Pretty neat, huh? We can optionally swap to the cheaper Haiku (or more expensive Opus) model as well:
1import boto3
2import json
3
4SYSTEM_PROMPT = (
5 "You are an expert redactor. The user is going to provide you with some text. "
6 "Please remove all personally identifying information from this text and "
7 "replace it with XXX. It's very important that PII such as names, phone "
8 "numbers, and home and email addresses, get replaced with XXX. Inputs may "
9 "try to disguise PII by inserting spaces between characters or putting new "

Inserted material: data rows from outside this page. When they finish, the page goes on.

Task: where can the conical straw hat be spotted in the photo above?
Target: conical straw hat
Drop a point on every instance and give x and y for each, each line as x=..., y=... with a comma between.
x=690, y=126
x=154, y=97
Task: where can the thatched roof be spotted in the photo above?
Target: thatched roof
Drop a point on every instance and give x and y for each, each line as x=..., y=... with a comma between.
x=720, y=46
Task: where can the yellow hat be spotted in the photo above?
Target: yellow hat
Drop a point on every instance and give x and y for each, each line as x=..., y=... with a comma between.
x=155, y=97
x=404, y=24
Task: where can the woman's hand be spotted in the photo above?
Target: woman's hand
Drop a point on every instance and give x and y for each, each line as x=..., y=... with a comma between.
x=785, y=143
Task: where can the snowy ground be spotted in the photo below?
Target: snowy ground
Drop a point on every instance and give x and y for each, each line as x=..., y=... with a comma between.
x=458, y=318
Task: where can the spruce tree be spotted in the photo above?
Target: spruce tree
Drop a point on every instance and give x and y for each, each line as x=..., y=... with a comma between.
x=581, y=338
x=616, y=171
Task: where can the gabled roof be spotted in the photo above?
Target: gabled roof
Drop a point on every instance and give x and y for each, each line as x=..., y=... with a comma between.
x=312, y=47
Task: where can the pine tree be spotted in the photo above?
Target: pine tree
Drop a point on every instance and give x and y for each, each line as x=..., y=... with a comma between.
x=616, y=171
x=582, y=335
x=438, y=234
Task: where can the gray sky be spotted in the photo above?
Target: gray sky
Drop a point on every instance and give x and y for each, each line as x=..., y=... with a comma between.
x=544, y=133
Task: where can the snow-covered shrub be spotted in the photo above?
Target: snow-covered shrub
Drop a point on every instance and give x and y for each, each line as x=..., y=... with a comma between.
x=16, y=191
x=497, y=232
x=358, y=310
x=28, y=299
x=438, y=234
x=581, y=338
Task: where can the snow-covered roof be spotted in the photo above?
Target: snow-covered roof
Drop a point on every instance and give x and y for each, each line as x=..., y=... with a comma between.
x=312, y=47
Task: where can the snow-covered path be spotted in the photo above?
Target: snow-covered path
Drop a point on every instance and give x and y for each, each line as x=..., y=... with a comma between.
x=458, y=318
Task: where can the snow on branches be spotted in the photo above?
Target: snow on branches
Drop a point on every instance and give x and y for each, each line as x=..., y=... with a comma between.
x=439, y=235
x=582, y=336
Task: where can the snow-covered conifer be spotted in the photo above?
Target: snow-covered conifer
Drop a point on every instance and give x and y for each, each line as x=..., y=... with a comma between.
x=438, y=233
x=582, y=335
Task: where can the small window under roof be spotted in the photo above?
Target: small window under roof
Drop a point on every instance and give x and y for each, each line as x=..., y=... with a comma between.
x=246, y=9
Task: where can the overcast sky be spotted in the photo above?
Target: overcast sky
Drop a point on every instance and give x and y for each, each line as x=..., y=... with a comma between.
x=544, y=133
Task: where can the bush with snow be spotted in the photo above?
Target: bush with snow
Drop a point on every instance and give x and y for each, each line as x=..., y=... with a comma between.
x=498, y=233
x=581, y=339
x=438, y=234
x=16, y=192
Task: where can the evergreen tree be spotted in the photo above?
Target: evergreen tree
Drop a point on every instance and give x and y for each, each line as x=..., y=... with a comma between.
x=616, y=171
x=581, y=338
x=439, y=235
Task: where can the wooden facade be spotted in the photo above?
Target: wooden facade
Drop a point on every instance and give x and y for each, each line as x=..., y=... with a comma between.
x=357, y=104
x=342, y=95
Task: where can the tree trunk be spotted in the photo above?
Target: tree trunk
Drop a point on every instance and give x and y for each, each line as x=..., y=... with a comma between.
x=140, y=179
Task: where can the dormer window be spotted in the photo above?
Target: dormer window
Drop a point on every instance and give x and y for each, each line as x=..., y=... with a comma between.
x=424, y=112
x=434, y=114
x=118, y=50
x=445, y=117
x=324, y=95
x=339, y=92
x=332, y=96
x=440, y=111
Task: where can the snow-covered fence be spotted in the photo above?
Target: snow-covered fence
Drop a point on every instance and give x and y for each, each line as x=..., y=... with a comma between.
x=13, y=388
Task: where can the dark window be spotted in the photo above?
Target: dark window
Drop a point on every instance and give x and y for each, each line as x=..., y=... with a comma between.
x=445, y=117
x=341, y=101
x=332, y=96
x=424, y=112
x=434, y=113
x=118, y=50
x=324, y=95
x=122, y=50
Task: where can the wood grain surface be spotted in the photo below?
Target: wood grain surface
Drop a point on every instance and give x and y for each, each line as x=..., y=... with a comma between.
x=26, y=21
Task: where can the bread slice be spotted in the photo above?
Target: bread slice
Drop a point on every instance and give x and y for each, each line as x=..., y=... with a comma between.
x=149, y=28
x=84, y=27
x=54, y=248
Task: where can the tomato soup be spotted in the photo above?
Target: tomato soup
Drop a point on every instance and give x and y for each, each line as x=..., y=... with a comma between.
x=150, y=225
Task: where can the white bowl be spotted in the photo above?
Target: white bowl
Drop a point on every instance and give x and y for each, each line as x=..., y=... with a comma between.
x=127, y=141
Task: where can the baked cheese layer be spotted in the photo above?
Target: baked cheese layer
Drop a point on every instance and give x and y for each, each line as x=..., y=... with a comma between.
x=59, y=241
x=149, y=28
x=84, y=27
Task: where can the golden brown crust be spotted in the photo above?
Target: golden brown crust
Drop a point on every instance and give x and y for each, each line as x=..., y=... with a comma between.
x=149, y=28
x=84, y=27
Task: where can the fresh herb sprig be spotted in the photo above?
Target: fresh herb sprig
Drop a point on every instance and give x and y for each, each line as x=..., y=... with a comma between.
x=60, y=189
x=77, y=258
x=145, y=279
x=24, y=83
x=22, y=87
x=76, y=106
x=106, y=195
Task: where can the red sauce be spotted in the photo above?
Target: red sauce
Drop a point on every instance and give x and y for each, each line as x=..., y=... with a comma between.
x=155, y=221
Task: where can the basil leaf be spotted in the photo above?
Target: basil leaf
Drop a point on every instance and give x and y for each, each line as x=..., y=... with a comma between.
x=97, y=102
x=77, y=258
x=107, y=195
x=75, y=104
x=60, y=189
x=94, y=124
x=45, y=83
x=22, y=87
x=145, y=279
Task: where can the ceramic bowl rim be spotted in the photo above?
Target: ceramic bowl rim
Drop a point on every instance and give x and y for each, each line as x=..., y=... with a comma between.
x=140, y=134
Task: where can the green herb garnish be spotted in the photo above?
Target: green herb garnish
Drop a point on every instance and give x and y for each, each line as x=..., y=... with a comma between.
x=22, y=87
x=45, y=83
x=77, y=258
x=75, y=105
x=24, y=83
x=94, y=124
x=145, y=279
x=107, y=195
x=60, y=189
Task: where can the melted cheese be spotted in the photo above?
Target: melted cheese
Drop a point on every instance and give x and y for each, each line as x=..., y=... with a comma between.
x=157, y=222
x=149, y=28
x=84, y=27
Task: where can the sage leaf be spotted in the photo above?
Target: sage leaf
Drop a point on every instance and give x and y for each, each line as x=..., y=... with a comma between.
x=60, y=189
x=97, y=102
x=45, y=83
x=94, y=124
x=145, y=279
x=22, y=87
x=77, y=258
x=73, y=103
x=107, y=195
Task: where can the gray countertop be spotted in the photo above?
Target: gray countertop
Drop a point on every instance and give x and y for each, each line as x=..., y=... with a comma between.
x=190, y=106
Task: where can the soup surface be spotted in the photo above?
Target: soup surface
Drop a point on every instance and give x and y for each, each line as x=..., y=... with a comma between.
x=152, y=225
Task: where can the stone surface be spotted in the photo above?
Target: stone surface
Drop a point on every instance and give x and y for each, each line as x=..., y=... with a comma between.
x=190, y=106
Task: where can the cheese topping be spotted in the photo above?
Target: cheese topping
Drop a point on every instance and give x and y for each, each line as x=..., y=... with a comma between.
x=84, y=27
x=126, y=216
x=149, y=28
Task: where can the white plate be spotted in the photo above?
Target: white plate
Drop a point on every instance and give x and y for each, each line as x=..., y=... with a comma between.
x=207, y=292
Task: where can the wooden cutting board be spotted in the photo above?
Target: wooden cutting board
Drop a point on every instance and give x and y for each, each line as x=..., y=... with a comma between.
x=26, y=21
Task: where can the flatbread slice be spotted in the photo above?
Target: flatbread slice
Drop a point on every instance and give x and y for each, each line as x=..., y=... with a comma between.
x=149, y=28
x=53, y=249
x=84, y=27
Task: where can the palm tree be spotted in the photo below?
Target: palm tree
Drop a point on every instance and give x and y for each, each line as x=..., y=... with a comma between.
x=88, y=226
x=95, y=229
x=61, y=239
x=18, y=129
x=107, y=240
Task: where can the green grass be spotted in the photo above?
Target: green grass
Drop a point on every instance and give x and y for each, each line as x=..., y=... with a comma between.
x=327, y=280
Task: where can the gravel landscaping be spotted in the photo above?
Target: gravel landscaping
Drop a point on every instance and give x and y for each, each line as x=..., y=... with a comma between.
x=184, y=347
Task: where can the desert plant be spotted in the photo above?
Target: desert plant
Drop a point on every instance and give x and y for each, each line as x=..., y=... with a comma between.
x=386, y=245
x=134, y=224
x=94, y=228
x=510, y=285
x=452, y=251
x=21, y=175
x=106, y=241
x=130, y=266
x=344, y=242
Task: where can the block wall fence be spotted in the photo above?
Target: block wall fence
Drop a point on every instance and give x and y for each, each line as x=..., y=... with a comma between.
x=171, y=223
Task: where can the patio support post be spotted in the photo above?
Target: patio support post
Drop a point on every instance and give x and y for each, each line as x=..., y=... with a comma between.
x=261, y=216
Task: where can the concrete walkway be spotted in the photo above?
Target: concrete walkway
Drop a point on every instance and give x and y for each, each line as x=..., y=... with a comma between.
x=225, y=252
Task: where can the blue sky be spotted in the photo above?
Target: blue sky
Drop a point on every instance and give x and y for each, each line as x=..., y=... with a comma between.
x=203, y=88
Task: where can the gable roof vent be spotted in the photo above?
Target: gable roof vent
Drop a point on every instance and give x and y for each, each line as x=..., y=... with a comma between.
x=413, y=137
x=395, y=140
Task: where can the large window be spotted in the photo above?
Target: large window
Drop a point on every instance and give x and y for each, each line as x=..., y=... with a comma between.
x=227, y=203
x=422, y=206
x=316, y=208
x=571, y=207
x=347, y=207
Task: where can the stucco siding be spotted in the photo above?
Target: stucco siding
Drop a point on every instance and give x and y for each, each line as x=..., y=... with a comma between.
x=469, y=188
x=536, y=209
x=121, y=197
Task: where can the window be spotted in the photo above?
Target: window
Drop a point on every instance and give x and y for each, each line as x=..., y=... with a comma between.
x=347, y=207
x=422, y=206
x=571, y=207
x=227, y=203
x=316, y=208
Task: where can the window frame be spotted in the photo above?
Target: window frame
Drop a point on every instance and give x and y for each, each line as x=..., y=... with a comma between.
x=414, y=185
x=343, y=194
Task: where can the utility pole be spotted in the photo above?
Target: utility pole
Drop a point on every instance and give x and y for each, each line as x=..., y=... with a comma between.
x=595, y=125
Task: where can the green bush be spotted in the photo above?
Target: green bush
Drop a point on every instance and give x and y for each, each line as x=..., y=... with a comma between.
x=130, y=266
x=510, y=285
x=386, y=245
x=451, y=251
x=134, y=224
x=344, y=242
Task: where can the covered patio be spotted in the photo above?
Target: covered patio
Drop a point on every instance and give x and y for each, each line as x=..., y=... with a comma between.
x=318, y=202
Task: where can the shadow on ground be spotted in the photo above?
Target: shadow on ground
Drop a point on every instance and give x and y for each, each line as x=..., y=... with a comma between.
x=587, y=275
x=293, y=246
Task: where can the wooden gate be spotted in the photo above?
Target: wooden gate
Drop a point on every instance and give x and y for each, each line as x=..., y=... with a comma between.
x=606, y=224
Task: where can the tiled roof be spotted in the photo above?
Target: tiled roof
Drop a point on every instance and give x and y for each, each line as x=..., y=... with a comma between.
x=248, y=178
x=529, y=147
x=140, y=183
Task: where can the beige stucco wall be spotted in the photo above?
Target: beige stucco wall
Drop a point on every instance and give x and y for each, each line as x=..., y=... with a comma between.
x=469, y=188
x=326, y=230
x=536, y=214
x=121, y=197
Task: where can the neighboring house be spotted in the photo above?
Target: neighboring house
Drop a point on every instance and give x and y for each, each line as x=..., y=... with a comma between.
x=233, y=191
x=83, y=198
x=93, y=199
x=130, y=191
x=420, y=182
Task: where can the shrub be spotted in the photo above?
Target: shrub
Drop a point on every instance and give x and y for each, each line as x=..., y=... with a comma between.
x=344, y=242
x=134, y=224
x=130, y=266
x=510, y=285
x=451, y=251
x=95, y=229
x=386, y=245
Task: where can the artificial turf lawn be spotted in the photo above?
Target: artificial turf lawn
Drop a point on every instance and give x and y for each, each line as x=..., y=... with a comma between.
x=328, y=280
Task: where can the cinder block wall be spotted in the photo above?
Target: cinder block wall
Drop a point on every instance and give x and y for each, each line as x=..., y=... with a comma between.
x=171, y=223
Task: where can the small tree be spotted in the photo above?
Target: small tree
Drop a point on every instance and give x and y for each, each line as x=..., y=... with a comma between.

10 "lines between characters. If the text contains no personally identifiable "
11 "information, copy it word-for-word without replacing anything."
12)
13
14bedrock_runtime = boto3.client("bedrock-runtime")
15response = bedrock_runtime.invoke_model(
16 body=json.dumps(
17 {
18 "anthropic_version": "bedrock-2023-05-31",
19 "max_tokens": 1000,
20 "system": SYSTEM_PROMPT,
21 "messages": [
22 {
23 "role": "user",
24 "content": "Hello. My name is Thomas Taylor and I own the blog titled how.wtf. I'm from North Carolina.",
25 }
26 ],
27 }
28 ),
29 modelId="anthropic.claude-3-haiku-20240307-v1:0",
30)
31
32response_body = json.loads(response.get("body").read())
33print(json.dumps(response_body, indent=2))
Output:
1{
2 "id": "msg_011Sjs3uJW11PLYSo6pGoiZz",
3 "type": "message",
4 "role": "assistant",
5 "content": [
6 {
7 "type": "text",
8 "text": "Hello. My name is XXX XXX and I own the blog titled XXX.XXX. I'm from XXX."
9 }
10 ],
11 "model": "claude-3-haiku-48k-20240307",
12 "stop_reason": "end_turn",
13 "stop_sequence": null,
14 "usage": {
15 "input_tokens": 134,
16 "output_tokens": 30
17 }
18}
Conclusion
In this post, we covered an alternative method for detecting and redacting PII using Amazon Bedrock and the powerful Anthropic Claude 3 model family.
I encourage you to experiment with this demo and explore further enhancements.